« Chéri, il faut qu’on parle ». Métro, boulot, dodo puis vaisselle, ménage, repassage : qui aurait cru que la vie à deux serait si peu trépidante au quotidien ? Certainement pas Barbie, dont le sourire indécrochable ne déride pas même en plein sommeil. Sans doute le mutisme de Ken n’y est pas étranger, épargnant les « t’as encore claqué tout notre fric » et autres « moi je descends toujours les poubelles » redondants. C’est pour éviter ce genre de marronniers que de nombreux couples décident d’habiter chacun chez soi, réservant leurs moments de tendresse aux instants qui s’y prêtent pleinement. Vivre séparés, pour mieux se retrouver, par désir et non par automatisme.
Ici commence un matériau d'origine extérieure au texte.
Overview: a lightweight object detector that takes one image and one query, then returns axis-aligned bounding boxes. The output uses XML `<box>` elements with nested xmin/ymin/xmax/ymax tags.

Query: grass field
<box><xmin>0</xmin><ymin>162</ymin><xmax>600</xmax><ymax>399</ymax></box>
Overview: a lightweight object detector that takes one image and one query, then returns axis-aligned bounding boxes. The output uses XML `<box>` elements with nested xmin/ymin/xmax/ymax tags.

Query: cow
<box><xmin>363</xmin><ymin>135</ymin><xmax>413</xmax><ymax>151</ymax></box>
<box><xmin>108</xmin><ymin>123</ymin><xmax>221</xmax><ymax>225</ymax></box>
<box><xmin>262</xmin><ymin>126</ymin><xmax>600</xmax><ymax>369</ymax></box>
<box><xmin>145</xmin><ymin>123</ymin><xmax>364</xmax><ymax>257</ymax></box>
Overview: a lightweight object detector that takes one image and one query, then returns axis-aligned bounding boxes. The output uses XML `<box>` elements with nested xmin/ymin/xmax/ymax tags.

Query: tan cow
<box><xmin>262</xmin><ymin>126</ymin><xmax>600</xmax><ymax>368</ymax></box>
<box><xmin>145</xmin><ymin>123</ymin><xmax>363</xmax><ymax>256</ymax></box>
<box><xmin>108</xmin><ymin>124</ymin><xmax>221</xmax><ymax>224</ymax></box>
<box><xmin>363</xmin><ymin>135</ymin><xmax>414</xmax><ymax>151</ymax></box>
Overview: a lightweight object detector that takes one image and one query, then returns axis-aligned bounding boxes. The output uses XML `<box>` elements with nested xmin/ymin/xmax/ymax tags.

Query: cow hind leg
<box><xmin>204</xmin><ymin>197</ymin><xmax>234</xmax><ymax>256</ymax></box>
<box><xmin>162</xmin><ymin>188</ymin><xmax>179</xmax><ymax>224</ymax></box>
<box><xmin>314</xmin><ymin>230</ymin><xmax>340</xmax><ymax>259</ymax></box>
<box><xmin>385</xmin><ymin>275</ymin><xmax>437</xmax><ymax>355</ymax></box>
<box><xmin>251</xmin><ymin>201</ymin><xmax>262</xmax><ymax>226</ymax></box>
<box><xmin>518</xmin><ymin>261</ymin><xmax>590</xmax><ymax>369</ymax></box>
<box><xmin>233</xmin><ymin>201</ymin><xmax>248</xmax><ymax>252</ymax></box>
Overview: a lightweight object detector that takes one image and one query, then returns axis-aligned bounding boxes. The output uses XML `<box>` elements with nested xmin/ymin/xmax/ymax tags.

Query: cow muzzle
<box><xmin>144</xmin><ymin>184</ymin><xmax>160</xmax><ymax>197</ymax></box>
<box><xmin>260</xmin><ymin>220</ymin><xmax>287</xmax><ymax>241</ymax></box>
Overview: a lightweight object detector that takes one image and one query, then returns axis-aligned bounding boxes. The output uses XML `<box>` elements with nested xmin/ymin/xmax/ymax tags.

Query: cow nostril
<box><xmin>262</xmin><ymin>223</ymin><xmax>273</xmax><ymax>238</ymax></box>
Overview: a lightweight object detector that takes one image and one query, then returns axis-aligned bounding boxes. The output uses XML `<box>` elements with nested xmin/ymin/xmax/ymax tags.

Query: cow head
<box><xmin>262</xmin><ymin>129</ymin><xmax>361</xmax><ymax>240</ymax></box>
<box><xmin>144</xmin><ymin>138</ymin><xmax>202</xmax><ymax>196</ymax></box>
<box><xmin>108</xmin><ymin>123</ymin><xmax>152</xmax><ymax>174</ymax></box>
De quoi faire battre de l’aile le mythe de « l’amour pour toujours » ? Pas si sûr, car la passion aveugle ne dure qu’un temps avant d’atteindre sa DLC. Trois ans plus précisément à en croire Frédéric Beigbeder.
© Stéphane Gibert
Une fois les lunettes roses ôtées, personne ne nous aime « tel que l’on est », en train de s’épiler gracieusement le mollet ou avachi en jogging devant l’écran, bière à la main et rots à la clé. Le terme « tue l’amour » n’a d’ailleurs pas été inventé par hasard, car l’idéal nous veut beaux, entreprenants, drôles et pétillants de projets : tels qu’on l’était encore au stade de la séduction, avant que le toit commun ne mette fin au piment des débuts. Trêve d’hypocrisie, quand deux personnes s’engagent « pour le meilleur et pour le pire », elles espèrent secrètement que ce dernier n’arrivera jamais. Sinon pourquoi chercheraient-elles à « raviver la flamme » quelques années plus tard, avec cette même verve que préconisent les colonnes de la presse féminine ? Glamour à mort. En même temps qu’il a multiplié le choix des rencontres, le supermarché amoureux a revu notre seuil de tolérance à la baisse et rendu la concession difficile. Ce n’est peut-être pas plus mal. Car à y regarder de plus près, combien de cœurs ont fini brisés pour avoir brûlé les étapes trop vite, déchantant plus rapidement qu’ils ne s’étaient enflammés? Nul besoin de se hâter pour admirer la trivialité de l’autre. Surtout quand on sait que l’absence attise le désir, le manque se voulant le meilleur des aphrodisiaques.